Coca recibe al viajero con ladrillo y pino, como un soldado que ha aprendido a aguantarse el frío sin quejarse. El castillo asoma sus fauces mudéjares y en las juntas de sus torres parece que aún chisporrotea la cal. Aquí nació Teodosio, emperador de un mundo que ya olía a desbandada. Dicen “Cauca” y uno oye el latín como una herradura sobre piedra. El aire trae resina y campanas, y bajo ese aire caminan sombras de otros tiempos que son más educadas que muchos vivos.

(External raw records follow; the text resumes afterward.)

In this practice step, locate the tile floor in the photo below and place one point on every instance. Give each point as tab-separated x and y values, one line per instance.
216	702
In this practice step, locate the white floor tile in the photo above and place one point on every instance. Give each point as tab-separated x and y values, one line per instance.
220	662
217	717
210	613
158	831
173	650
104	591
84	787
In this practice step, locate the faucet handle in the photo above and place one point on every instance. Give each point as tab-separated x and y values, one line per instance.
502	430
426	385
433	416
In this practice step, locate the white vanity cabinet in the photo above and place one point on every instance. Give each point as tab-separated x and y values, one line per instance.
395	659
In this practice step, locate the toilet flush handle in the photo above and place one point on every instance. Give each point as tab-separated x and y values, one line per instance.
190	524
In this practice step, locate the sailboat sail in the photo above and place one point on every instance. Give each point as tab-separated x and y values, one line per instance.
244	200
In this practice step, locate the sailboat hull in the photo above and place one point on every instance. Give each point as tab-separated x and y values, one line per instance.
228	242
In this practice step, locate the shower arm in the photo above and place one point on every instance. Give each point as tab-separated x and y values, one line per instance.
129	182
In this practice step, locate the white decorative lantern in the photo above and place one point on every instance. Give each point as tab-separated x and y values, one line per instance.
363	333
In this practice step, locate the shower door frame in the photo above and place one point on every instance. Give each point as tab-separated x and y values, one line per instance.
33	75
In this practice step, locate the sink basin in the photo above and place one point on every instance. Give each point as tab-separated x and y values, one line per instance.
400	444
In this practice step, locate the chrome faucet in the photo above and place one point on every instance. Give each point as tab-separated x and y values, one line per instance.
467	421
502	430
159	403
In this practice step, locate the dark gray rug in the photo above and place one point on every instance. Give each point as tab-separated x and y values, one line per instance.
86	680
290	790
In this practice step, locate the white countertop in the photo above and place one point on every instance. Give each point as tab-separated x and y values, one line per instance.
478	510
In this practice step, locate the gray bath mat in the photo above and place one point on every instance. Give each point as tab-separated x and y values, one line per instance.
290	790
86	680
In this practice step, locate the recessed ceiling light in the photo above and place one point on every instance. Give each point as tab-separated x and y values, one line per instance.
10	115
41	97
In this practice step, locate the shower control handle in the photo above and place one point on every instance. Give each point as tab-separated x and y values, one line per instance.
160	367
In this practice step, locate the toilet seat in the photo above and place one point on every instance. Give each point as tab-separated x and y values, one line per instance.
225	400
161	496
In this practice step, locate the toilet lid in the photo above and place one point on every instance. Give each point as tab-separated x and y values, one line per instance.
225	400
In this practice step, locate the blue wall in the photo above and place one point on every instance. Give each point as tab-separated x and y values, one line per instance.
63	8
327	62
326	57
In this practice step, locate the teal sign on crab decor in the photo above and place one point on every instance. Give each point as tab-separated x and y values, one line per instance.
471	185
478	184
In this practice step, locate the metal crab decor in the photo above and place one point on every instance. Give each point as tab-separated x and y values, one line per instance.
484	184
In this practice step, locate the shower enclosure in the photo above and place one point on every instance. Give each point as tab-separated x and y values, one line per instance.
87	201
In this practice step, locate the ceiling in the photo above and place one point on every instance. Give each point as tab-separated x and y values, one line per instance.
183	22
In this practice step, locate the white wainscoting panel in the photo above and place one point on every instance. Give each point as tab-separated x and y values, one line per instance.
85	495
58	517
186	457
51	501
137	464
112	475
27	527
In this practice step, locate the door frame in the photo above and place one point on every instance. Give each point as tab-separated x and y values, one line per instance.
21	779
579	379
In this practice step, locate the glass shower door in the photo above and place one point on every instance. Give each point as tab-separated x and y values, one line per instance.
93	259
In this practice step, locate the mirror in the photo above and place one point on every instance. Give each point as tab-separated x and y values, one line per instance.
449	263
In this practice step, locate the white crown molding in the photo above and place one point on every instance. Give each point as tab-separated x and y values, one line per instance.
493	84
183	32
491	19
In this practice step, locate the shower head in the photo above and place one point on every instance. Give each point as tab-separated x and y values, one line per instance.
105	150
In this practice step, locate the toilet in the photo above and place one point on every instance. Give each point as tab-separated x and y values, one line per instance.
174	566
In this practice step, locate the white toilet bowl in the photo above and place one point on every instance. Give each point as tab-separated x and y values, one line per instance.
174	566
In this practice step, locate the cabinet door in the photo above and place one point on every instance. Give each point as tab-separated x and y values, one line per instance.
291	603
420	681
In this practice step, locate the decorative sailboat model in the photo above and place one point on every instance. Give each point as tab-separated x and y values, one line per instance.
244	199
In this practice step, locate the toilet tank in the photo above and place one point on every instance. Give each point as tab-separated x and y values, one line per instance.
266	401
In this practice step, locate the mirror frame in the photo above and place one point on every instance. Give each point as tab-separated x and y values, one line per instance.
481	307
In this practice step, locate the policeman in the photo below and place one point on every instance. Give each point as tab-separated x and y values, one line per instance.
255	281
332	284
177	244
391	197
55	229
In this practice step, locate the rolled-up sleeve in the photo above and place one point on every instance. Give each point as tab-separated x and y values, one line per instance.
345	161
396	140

Siguen al visitante vacceos aguerridos y caballeros medievales, hierro cansado y capa corta, revisando almenas como quien lee un parte de guerra atrasado. Señalan los fosos, miden distancias, y no preguntan precio: aquí la supervivencia era una ciencia exacta. Les siguen mudéjares con manos de arcilla, orgullosos del dibujo secreto que dejaron en el ladrillo: rombos, lacerías, dientes de sierra que sujetan la luz. Hablan bajo, con ese castellano que aprendieron sin olvidar el árabe, y cada arco es una firma.
Al doblar una esquina se suman mozárabes de barba gris, gente reposada, cristianos de patios morunos, que conocen la paciencia del exilio. Pasean el perímetro de la antigua muralla, señalan huertos, corrales, el trazado que aún conserva la geometría del miedo. No hay nostalgia blandengue; lo que flota es una seriedad antigua, el conocimiento de que todo se gana trabajando y todo se pierde un día.
Al caer la tarde, Coca se queda sola con sus pinos y el viajero deja a sus acompañantes en la puerta del castillo, junto a los berracos íberos, cada cual a su siglo. Teodosio mira hacia Roma; los caballeros, al horizonte; los mudéjares, al barro; los mozárabes, a la frontera. Y uno, que sólo pasaba, entiende que aquí la historia no es un museo: es una calle que aún sabe guardar silencio.